I can manually connect inside the running container:

iex(portal@172.31.11.97)10> Node.list
[]
iex(portal@172.31.11.97)11> Node.connect :"portal@172.31.7.141"
true
iex(portal@172.31.11.97)12> Node.list
[:"portal@172.31.7.141"]

It seems like everything works except the constant disconnects. If anyone has experienced this and has some pointers I would greatly appreciate it.

BradS2S · March 8, 2023, 7:56pm

Sounds like your nodes can’t talk to each over theie partition.

This article seemed like it might help: https://towardsaws.com/an-elixir-migration-to-microservices-in-aws-as-ecs-fargate-using-service-discovery-to-interconnect-91386a48dfa1#93ac

Create services and allow traffic

Creating the services is not enough to cover the requirements. They should be able to communicate with each other.

The following snippet creates the service and allows traffic within the instances of the services AND between the instances of both services. Beware of opening just the ports you need. If you don’t have to communicate between services you can remove the first two “connections”
/connect instances of both services

this.krillinService.connections.allowFrom(
    this.vegetaService,
    ec2.Port.allTcp(),
    `${props.prefix} krillin to vegeta`,
);
this.krillinService.connections.allowFrom(
    this.vegetaService,
    ec2.Port.allTcp(),
    `${props.prefix} vegeta to krillin`,
);
//connect instances within services
this.krillinService.connections.allowFrom(
    this.krillinService,
    ec2.Port.allTcp(),
    `${props.prefix} krillin to krillin`,
);
this.vegetaService.connections.allowFrom(
    this.vegetaService,
    ec2.Port.allTcp(),
    `${props.prefix} vegeta to vegeta`,
);

schneebyte · March 14, 2023, 10:25am

Default behaviour was changed in OTP 25 for global.
https://www.erlang.org/doc/man/global.html

If you don’t need global or a fully connected cluster you can just set prevent_overlapping_partitions to false.
Otherwise you have to make sure each node can connect to every other node.

Increasing net_setuptime might help as well.
And maybe the distribution buffer size prevent_overlapping_partitions in larger clusters · Issue #6214 · erlang/otp · GitHub

markclong · March 14, 2023, 7:35pm

@schneebyte thanks for the response. I had changed prevent_overlapping_partitions to false but that was a symptom of the node disconnects. I had also upped the net_setuptime and it wasn’t helping.

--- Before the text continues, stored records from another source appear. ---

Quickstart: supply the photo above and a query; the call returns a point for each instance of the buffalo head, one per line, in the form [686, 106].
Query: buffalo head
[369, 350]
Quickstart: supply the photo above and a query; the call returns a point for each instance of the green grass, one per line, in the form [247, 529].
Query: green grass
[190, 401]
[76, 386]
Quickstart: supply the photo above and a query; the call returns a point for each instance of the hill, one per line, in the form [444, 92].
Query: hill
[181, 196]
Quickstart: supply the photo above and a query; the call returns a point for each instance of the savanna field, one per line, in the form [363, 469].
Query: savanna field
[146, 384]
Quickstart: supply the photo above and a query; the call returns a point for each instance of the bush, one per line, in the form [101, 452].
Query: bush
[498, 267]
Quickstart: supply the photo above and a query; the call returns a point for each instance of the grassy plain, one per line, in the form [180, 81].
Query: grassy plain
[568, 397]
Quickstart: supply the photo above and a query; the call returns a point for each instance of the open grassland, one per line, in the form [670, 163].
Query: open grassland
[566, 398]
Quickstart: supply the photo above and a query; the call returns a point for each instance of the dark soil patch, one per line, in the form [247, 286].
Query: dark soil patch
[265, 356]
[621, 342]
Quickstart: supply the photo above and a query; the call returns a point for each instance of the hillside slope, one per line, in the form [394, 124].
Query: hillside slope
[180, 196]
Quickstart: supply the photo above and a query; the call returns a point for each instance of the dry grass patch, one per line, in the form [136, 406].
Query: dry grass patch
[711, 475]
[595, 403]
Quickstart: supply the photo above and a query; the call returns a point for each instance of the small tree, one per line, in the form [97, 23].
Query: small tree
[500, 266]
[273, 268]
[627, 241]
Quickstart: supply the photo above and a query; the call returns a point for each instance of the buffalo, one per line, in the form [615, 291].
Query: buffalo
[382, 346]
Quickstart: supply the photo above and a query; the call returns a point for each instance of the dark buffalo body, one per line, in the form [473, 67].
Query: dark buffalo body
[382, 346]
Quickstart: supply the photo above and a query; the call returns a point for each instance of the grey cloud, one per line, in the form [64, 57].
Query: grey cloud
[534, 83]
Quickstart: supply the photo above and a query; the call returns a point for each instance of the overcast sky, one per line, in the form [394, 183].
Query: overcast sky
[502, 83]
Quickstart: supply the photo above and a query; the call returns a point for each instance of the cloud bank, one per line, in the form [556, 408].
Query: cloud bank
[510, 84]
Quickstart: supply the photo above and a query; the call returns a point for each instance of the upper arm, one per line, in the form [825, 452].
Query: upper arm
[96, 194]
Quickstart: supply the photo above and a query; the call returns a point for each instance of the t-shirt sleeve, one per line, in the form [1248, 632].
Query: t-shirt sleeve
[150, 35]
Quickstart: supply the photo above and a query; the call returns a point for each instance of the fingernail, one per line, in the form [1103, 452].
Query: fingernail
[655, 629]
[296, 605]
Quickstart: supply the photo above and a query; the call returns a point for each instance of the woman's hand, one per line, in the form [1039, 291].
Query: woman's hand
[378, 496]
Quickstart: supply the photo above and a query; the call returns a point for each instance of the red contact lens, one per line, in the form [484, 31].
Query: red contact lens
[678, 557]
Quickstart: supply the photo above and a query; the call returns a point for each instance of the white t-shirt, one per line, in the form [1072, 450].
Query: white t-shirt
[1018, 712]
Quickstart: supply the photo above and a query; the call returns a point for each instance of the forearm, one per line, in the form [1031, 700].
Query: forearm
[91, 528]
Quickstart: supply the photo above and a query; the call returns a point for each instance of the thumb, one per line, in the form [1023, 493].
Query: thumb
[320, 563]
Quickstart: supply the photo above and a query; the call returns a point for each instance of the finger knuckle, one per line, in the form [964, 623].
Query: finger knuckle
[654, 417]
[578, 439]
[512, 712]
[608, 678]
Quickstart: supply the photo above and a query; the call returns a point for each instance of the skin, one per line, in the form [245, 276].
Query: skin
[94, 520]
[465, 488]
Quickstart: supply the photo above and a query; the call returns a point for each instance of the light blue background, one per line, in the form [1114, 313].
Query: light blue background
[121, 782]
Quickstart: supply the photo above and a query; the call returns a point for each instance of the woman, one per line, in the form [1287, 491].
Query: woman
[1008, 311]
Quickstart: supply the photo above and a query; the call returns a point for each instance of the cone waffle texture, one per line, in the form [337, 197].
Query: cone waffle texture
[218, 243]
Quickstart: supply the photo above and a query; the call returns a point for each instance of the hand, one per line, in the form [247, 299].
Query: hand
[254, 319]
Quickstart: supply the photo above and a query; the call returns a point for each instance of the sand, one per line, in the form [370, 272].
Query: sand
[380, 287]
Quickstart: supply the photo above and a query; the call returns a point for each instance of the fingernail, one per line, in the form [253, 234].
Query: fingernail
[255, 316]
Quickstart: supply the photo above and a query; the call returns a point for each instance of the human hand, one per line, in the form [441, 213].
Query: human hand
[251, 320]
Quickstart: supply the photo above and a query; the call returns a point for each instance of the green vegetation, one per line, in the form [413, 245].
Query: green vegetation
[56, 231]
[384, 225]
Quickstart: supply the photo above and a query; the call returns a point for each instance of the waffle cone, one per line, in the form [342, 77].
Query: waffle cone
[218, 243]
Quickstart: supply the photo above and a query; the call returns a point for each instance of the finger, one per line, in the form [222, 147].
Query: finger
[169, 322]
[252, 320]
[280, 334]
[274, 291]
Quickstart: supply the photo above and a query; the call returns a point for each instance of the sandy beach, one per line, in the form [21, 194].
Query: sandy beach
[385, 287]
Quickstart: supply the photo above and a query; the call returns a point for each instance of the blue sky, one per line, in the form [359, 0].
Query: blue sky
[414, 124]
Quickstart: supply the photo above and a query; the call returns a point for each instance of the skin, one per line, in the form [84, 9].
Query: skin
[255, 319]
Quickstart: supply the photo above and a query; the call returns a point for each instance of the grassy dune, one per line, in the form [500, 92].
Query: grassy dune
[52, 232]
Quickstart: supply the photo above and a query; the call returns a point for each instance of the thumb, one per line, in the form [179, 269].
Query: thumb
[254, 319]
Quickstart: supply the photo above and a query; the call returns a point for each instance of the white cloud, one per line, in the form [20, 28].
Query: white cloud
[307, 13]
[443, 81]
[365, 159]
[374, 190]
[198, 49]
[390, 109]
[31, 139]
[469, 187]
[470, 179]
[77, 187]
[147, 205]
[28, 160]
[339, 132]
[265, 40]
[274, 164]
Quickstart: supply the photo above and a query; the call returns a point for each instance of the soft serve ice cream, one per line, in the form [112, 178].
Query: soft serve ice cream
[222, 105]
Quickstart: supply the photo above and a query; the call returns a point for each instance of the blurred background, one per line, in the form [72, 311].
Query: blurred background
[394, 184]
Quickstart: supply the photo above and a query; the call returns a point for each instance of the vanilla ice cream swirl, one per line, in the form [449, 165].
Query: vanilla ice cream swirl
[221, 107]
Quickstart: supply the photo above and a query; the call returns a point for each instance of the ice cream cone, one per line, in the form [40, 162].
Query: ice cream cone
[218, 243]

@BradS2S I had seen this but avoided adding CDK since I was hoping to not introduce the complexity just yet. I was hoping to prove out the idea using the AWS UI. In the end, Felipe’s example worked and I was able to modify it to my needs with minimal work and it solved the problem.

I cannot tell what was different looking at the resources the CDK code created versus what I had created by hand but something is different. The new cluster is rock solid and working great.

Thanks everyone for taking time to reply. I sincerely appreciate it.